Diese Überlegungen finden auch in weiteren Gesetzesbestimmungen eine Stütze:

 

So steht etwa ein Auskunftsanspruch nach § 18 Abs 4 ECG ausschließlich gegenüber Host-Providern nach § 16 ECG zu; auch Medienunternehmen, die Kommentare von Nutzern zu einem bestimmten Artikel online publizieren, sind Host-Provider. Merkmal eines Host-Providers ist gerade, dass die Nutzer dem Diensteanbieter weder unterstehen noch von ihm beaufsichtigt werden. Da Host-Provider nach § 16 ECG für die im Auftrag des Nutzers gespeicherte Information nicht verantwortlich sind, soll der Auskunftsanspruch nach § 18 Abs 4 ECG Personen, die durch rechtswidrige Tätigkeiten oder Informationen eines ihnen nicht bekannten Nutzers in ihren Rechten verletzt wurden, die Rechtsverfolgung erleichtern.

 

Auch § 6 Abs 2 Z 3a MedienG schränkt die Verantwortlichkeit für Berichte ein, wenn es sich um die Abrufbarkeit auf einer Website handelt.

 

Zum Rechtfertigungsgrund des § 6 Abs 2 Z 4 MedienG (wahrheitsgetreues Zitat) wiederum hat der OGH ausgesprochen, dieser komme dann nicht zum Tragen, wenn der Verletzte für den Medieninhaber objektiv erkennbar aus einem anderen Grund als jenem der Z 1 des § 6 Abs 2 MedienG auch gegen den Urheber der Äußerung schutzlos bliebe.

 

Diese Haftungsbeschränkungen und der allgemeine Grundsatz, dass berechtigte Ansprüche auch durchsetzbar sein sollen, stützen somit die Überlegung, dass eine Berufung auf das Redaktionsgeheimnis dann unzulässig ist, wenn ein Posting in keinerlei Zusammenhang mit einer journalistischen Tätigkeit steht; die vom Schweizer Bundesgericht vertretene Auffassung, Medienhäuser könnten sich grundsätzlich auch bezüglich der Verfasser von Blog-Kommentaren auf ihren Internetseiten auf den Quellenschutz berufen, teilt der erkennende Senat nicht, der im Übrigen auch die Überlegung nicht für stichhältig erachtet, der Verletzte könne ja ohnehin vom Betreiber der Website Abhilfe verlangen: Dies würde nämlich lediglich dazu führen, dass Personen, die unter dem (vermeintlichen) Deckmantel der Anonymität im Internet andere Personen in einer § 1330 ABGB und/oder medienrechtliche Bestimmungen verletzenden Weise insultieren, einfach auf andere unmoderierte Websites ausweichen und dort ihre Insultationen fortsetzen, was den Verletzten zu weiteren Klagsführungen zwingen würde.

 

Ob die hier vertretene Auffassung auch für moderierte Diskussionsforen gilt, kann dahingestellt bleiben: Die inkriminierten Beiträge der Nutzer wurden erst über Aufforderung der Kläger gelöscht; eine sonstige „Moderation“ ist nicht erkennbar.

 

Damit war aber der außerordentlichen Revision der Beklagten ein Erfolg zu versagen; sie ist zur Bekanntgabe der E-Mail-Adressen verpflichtet.

 

Die von den Klägern in ihrer außerordentlichen Revision aufgeworfene Frage, ob es sich bei den Postings weiterer Nutzer um Tatsachenbehauptungen oder um Werturteile oder um einen Wertungsexzess gehandelt hat, übersteigt zwar regelmäßig an Bedeutung das konkrete Verfahren nicht.

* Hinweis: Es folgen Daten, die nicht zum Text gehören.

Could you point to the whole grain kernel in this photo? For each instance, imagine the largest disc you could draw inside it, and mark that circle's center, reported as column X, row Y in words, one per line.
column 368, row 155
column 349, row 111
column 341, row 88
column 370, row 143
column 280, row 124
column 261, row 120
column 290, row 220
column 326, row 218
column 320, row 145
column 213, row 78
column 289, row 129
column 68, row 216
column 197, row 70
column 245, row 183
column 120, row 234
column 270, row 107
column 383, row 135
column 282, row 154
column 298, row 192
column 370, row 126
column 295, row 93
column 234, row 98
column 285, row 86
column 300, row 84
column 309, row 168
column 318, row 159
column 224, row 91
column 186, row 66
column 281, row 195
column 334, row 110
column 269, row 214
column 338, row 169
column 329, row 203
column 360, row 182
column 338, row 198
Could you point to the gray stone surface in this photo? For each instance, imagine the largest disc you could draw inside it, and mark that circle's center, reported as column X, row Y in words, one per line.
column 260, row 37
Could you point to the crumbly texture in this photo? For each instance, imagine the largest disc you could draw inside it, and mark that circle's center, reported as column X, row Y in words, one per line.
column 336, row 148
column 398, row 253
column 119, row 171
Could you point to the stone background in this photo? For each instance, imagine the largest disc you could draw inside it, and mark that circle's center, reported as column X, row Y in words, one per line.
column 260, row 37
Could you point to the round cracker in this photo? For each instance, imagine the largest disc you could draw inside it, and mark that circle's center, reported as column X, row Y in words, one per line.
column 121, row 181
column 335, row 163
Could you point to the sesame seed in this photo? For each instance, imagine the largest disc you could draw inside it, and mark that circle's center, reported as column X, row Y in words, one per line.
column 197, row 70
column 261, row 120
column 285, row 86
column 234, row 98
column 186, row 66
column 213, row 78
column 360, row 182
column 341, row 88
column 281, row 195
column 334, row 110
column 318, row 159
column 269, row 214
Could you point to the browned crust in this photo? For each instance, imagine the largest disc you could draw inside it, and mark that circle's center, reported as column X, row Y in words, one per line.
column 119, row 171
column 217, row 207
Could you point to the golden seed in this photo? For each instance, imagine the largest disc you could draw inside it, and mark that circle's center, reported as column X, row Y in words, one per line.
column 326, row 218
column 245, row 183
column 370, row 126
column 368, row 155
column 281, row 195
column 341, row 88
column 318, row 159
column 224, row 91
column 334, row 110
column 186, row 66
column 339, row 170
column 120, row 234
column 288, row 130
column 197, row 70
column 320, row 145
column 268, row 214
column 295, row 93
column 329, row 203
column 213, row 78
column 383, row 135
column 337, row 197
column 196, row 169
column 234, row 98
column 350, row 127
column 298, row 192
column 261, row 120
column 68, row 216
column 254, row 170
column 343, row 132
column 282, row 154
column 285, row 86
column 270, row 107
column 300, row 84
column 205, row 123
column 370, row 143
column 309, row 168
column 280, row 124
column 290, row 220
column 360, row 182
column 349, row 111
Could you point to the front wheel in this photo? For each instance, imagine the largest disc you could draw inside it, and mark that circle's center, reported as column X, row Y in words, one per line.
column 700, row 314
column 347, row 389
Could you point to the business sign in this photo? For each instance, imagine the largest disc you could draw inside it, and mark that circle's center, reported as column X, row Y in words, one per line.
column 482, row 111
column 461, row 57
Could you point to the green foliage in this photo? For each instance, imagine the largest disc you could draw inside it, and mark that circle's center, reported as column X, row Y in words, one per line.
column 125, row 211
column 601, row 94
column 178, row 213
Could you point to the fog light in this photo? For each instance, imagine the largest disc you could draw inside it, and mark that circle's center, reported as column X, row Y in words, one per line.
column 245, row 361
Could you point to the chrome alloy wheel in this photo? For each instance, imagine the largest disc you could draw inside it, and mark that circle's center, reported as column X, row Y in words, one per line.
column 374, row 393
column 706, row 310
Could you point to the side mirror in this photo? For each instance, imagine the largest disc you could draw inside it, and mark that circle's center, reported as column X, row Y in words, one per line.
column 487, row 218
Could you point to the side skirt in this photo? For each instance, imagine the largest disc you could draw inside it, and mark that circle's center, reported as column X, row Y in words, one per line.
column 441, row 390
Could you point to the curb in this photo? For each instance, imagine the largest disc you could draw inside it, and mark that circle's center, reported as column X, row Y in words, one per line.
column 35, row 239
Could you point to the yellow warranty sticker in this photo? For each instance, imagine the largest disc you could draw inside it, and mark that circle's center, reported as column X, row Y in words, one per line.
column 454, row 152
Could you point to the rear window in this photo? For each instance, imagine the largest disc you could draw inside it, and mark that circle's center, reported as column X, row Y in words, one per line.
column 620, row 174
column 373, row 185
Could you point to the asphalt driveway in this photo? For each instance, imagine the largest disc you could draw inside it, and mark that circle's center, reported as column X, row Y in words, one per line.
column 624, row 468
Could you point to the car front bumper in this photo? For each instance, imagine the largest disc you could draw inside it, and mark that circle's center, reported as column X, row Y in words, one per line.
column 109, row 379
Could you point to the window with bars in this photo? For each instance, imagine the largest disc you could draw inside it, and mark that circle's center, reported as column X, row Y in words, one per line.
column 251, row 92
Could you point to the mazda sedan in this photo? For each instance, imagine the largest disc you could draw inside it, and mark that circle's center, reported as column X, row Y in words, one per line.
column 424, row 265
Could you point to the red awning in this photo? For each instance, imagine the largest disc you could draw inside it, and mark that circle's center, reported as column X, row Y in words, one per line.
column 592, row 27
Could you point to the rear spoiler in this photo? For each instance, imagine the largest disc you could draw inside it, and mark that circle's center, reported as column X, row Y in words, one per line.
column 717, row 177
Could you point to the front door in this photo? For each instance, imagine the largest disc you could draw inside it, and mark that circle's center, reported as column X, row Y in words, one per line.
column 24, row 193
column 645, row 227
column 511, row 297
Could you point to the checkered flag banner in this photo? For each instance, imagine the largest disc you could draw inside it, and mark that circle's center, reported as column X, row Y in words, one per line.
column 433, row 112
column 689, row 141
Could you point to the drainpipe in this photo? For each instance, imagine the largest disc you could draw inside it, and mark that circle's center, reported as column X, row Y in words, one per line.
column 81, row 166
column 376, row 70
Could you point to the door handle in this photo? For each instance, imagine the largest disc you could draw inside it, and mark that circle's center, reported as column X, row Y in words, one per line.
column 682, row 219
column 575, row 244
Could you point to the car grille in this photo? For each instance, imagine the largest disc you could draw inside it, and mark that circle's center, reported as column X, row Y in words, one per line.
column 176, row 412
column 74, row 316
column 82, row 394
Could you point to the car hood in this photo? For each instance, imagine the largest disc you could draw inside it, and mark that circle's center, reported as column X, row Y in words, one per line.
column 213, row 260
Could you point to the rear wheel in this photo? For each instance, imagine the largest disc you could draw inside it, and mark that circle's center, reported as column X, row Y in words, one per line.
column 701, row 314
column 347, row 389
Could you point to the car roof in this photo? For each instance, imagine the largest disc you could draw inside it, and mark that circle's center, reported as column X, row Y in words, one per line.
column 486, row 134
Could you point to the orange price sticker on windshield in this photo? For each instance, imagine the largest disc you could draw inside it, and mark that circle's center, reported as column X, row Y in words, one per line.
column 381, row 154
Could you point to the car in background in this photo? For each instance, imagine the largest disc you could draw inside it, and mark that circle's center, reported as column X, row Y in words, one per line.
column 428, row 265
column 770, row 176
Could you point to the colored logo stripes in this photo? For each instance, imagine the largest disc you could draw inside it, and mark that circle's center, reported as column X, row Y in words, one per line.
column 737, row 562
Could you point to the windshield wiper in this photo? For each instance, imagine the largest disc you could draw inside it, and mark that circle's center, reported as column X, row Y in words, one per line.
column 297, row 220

Das Berufungsgericht hat jedoch übersehen, dass der als Anspruchsgrundlage für das Auskunftsbegehren der Kläger dienende § 18 Abs 4 ECG lediglich von einer Glaubhaftmachung hinsichtlich des überwiegenden rechtlichen Interesses an der Feststellung der Identität eines Nutzers, hinsichtlich eines bestimmten rechtswidrigen Sachverhalts und hinsichtlich des Umstands spricht, dass die Kenntnis dieser Informationen eine wesentliche Voraussetzung für die Rechtsverfolgung bildet. Die nach § 1330 ABGB im Einzelfall notwendige Grenzziehung zwischen Tatsachenbehauptung, Werturteil und Wertungsexzess ist damit nicht im Auskunftsverfahren gegen den Betreiber der Website näher zu prüfen, sondern erst im Verfahren gegen den konkreten Poster. Voraussetzung ist lediglich, dass aufgrund einer groben Prüfung der vom Kläger geltend gemachten Verletzungen eine Verurteilung nach § 1330 ABGB nicht gänzlich auszuschließen ist.

 

Da die Erhebung von Vorwürfen, die sich mit „herausgepresste[m] Geld“ befassen und in denen die Kläger als „Gaunerzwillinge“ bezeichnet werden sowie die Frage erörtert wird, ob man in anderen Ländern wegen solcher Vorgänge „wegen Erpressung im Knast landen“ würde, grundsätzlich tatbestandsmäßig iSd § 1330 ABGB sein kann, war der außerordentlichen Revision der Kläger Folge zu geben und das Ersturteil wiederherzustellen.